Baca juga: Temui Mahfud MD, LPSK Beri Satu Bundel Hasil Temuan Kasus Kerangkeng Manusia Bupati Langkat
Tapi jumlah delapan tersangka yang ditetapkan Polda Sumatera Utara ini lebih sedikit karena berdasar temuan LPSK sedikitnya ada 12-15 orang sipil terlibat dalam kasus kerangkeng.
Tidak hanya jumlah tersangka yang lebih sedikit, LPSK mempertanyakan alasan Terbit dan anaknya berinisial DW tidak termasuk dalam delapan tersangka ditetapkan Polda Sumatera Utara.
"Kalau TRP (Terbit Rencana Perangin Angin) jelas belum ada (di daftar delapan tersangka), tapi kalau anaknya ada atau tidak kita masih tebak-tebak buah manggis (menerka-nerka)," ujarnya.

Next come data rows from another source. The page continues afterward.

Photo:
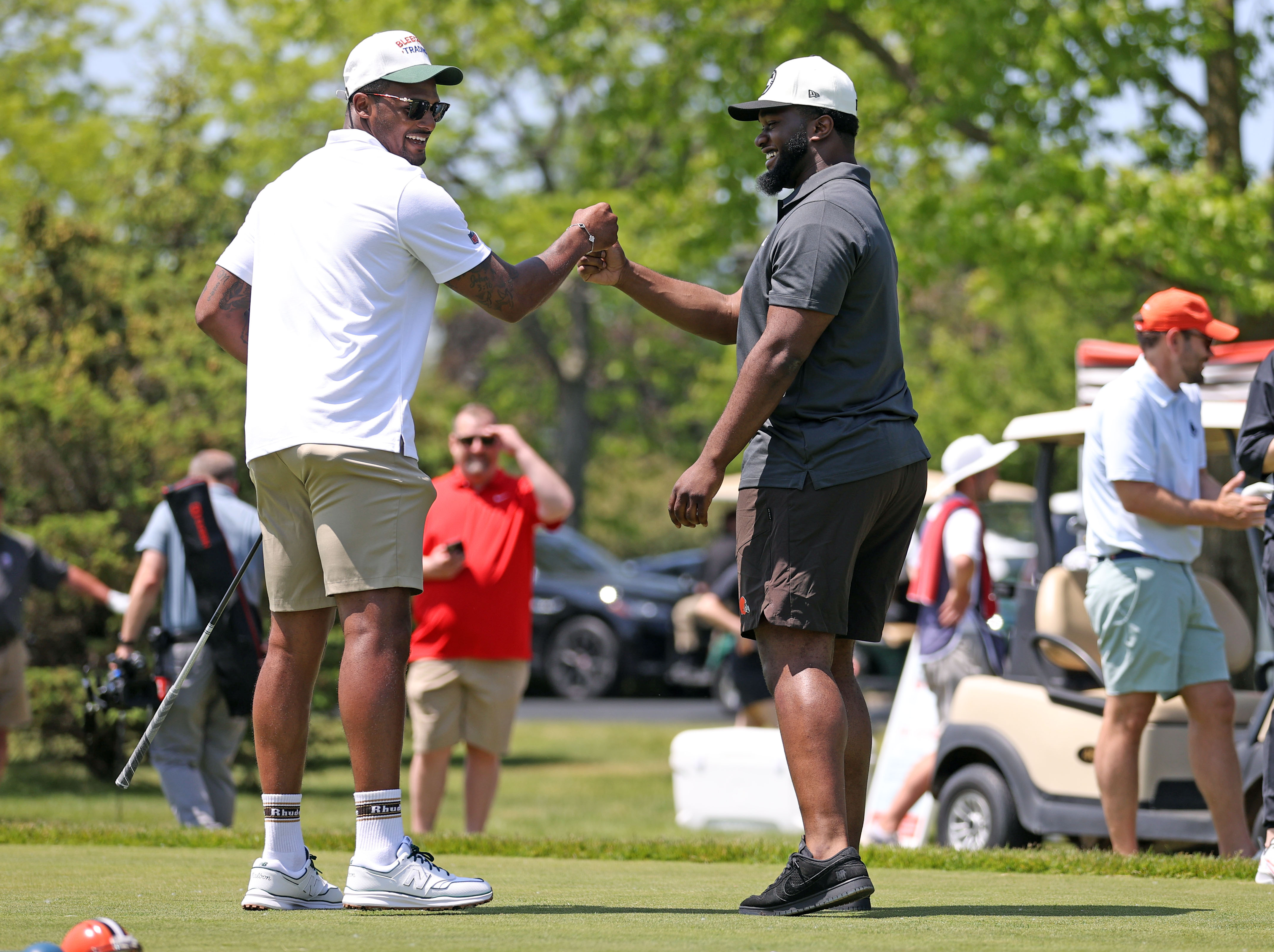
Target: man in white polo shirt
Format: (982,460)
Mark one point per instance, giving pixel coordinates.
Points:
(1147,495)
(339,262)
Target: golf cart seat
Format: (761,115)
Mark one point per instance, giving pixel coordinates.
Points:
(1064,636)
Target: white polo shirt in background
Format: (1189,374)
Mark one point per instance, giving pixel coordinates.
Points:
(962,536)
(344,253)
(1141,431)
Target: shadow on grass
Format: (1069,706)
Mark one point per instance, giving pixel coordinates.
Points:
(1034,912)
(903,913)
(28,779)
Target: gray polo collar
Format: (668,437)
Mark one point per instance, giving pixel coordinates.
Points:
(841,170)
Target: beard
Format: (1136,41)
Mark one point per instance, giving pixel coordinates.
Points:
(784,174)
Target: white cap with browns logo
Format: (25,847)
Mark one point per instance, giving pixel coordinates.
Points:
(809,81)
(394,55)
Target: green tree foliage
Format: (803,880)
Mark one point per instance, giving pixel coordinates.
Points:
(980,122)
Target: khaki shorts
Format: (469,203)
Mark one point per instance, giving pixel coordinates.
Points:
(339,519)
(464,699)
(1155,627)
(15,704)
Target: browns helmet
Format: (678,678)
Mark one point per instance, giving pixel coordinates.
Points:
(100,935)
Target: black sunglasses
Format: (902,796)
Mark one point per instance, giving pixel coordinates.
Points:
(416,109)
(1204,338)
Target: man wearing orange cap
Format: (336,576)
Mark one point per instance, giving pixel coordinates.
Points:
(1147,498)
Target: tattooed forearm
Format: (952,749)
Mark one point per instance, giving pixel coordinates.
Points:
(489,286)
(222,311)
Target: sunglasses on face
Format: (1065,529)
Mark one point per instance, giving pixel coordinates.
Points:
(416,109)
(1204,338)
(469,440)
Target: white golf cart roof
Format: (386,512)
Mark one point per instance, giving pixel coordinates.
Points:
(1068,427)
(1098,363)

Sementara berdasar temuan LPSK yang sudah disampaikan kepada Menko Polhukam Mahfud MD sosok Terbit dan DW paling diuntungkan dengan keberadaan kerangkeng manusia.
Edwin pun mempertanyakan peran delapan tersangka ditetapkan Polda Sumatera Utara apakah merupakan dalang dari TPPO pada kerangkeng manusia berkedok panti rehabilitasi narkoba.
Pasalnya berdasar investigasi LPSK para tahanan kerangkeng diperbudak dengan cara dipaksa bekerja di perkebunan dan penyediaan pakan ternak milik Terbit tanpa mendapat upah sama sekali.
"Apakah yang ditetapkan sebagai tersangka adalah orang yang memiliki kepentingan perbudakan tersebut. Jadi yang mengkerangkeng siapa, tujuannya apa, yang menahan siapa?," tuturnya.
Lebih lanjut, Edwin mengatakan berdasar temuan LPSK tindak pidana dalam kasus kerangkeng manusia di Langkat diduga tidak hanya TPPO dan pembunuhan seperti diungkap Polda Sumatera Utara.
Di antaranya kekerasan pada anak, penistaan agama, penganiayaan atau penyiksaan yang tidak disangkakan kepada delapan tersangka ditetapkan Polda Sumatera Utara.